SABR in high risk prostate cancer: outcomes from two prospective clinical trials with and without elective nodal irradiation
Menée à partir des données de deux essais cliniques de phase II portant au total sur 60 patients atteints d'un cancer de la prostate à haut risque de récidive (durée médiane de suivi : 5,6 ans ou 4 ans selon l'essai), cette étude évalue l'efficacité, du point de vue du contrôle biochimique, d'une radiothérapie stéréotaxique ablative avec ou sans irradiation ganglionnaire élective
Purpose : There is limited data on SABR in high-risk prostate cancer (PCa) especially regarding the role of elective nodal irradiation (ENI). This study compares two prospective phase II trials using SABR in high-risk prostate cancer, with and without ENI. Methods : Patients had high-risk PCa. Trial1 received 40Gy/5 to the prostate and 30Gy/5 to the seminal vesicles. Trial2 received 40Gy/5 to the prostate and 25Gy/5 to the pelvis and seminal vesicles. CTCAE toxicities were collected. Biochemical failure (BF) was defined as nadir+2 and 4-year PSA response rate (4yPSARR) was < 0.4 ng/ml. Results : 60 patients were included (trial1, n=30; trial2, n=30). Median follow-up was 5.6y and 4.0y.

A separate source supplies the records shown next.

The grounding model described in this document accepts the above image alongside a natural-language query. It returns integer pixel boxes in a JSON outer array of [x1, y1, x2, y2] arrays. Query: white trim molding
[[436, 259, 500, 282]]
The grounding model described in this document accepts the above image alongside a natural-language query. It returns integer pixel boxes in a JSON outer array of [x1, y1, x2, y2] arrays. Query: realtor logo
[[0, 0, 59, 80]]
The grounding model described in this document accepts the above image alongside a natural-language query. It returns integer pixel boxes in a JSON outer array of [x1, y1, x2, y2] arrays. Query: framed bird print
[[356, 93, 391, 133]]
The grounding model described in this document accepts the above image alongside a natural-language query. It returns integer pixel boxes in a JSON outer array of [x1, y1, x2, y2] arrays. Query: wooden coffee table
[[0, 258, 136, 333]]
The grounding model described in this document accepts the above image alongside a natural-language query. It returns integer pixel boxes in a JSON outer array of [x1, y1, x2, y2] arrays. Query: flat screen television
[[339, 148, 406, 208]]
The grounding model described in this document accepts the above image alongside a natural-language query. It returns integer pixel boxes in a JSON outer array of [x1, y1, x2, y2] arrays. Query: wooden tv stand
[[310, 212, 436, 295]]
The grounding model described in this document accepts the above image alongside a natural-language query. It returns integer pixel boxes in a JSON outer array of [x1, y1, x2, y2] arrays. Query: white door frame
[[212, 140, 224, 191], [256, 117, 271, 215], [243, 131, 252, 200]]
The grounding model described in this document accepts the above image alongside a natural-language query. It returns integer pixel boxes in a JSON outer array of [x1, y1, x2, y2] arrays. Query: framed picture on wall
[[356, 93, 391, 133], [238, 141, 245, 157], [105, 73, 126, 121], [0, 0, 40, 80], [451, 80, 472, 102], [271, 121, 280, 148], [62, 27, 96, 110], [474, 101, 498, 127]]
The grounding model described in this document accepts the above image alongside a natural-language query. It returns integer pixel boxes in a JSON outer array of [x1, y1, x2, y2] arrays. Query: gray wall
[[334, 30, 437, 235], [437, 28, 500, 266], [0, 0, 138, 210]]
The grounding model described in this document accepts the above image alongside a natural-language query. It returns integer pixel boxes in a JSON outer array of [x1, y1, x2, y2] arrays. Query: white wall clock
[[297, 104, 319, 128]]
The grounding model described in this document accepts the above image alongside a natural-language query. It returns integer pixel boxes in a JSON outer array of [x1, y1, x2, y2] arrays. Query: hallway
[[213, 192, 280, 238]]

Median nPSA was 0.02ng/ml for both. Six patients had BF, all from trial1. The BF rate was 14.6% at 5y in trial1and 0% in trial2. 63% of patients in trial1 and 93% in trial2 had a 4yPSARR. Two patients died in trial1, one from metastatic disease. One patient in trial2 died from other causes. No other patients developed metastatic disease, and one patient in trial1 had CRPC. OS at 5y was 93.2% and 96.7% (p=0.86). There was significantly worse late GI and sexual toxicity in trial1, but no difference in late GU toxicity. Conclusions : SABR in high-risk prostate cancer yields biochemical control rates that may be comparable to other radiotherapy modalities. ENI using SABR is feasible and may lead to a significant improvement in biochemical control as well as in 4yPSARR, without an increase in late GI or GU toxicity. Longer follow-up would provide a better assessment of biochemical control. Well conducted phase III trials are needed to fully establish the role of SABR as well as ENI in high-risk prostate cancer.